After the first week, Ricki was no longer needed as Dot could cover both the parking areas in front of the buildings as well as the areas approaching the lake.
For the next few weeks, Dot would start each new day getting any stray geese out of the parking lot at sunup, and back to the lake. For the bulk of her shift, she’d continually herd the geese close to the lake, so they wouldn’t get back to parking lot. After a month, Dot’s efforts trained the geese to stay clear of the parking lot.
Since the campus guards were available 24 hours a day, 7 days a week, additional dog care duties were added to their responsibilities, and Joyce, or one of her trainers, were contracted to both keep Dot on target, and to train a number of the guards as handlers so they would have at least one handler-trained guard on every shift.
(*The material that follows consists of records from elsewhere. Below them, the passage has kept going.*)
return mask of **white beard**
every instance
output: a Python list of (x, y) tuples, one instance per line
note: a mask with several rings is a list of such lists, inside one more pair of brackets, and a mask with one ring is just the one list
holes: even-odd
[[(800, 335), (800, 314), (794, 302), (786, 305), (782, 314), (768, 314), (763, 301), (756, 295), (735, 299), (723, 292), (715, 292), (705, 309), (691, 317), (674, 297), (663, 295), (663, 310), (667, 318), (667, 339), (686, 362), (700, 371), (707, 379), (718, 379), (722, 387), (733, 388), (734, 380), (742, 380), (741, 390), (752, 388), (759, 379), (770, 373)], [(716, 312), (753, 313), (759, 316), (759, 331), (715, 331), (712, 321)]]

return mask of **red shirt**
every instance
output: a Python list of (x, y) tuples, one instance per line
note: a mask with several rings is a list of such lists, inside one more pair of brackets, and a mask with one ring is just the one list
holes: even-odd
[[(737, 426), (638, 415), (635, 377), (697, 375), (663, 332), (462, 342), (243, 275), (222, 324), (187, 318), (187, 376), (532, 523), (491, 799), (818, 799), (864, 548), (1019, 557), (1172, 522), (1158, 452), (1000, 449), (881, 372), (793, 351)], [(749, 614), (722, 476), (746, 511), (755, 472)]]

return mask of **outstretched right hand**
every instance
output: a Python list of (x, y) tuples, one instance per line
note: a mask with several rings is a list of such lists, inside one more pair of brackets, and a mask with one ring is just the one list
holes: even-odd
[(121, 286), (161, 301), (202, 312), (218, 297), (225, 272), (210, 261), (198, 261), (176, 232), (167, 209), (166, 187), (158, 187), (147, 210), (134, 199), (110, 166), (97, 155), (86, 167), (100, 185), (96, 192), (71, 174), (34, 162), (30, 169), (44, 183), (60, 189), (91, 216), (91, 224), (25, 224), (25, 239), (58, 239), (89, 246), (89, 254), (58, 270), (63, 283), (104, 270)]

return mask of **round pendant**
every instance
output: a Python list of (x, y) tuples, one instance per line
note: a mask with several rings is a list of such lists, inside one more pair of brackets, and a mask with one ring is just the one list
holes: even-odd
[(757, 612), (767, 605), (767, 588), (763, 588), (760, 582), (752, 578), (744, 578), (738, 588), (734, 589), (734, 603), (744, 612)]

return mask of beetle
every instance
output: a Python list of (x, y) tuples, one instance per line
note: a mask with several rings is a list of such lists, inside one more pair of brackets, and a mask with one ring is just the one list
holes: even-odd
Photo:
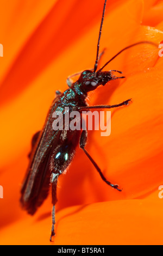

Joyce was also to provide another herding dog if Dot was unavailable for more than a day.
When Thomas and Joyce first set up the contract, they thought that they would only need Dot’s concentrated services during the spring, but because the geese didn’t migrate, they decided to keep her around all year to reinforce good goose behavior, though after the spring mating season, they could back off and only have her “on duty” a few hours a day, from late June through February.
After that first spring, Dot had effectively cleared the parking lot and could stay mostly on the lake side of the property. She wasn’t a big dog, but she was an effective herder, and the geese learned not to challenge her. Her presence on campus also sparked friendly discussion amongst the staff. During some of Dot’s breaks, employees on break would sometimes venture down to see her. She had even been known to occasionally join an employee soccer game from time to time in the late afternoons or early evenings when the leagues were in session.
Thomas gained notoriety in town for his creative and eco-friendly solution to this long-time problem, but Joyce benefitted the most from Dot’s stellar performance. Prior to working with Thomas to solve DSS’ goose problem, Joyce had supplied herding dogs to farmers and ranchers in the county. With Dot’s success, she picked up several business clients, who sought her out to train dogs for their facilities.
And Dot was by far the happiest employee at DSS. She loved her work, and she could often be seen from the breezeway, racing around the lake keeping the geese in their place.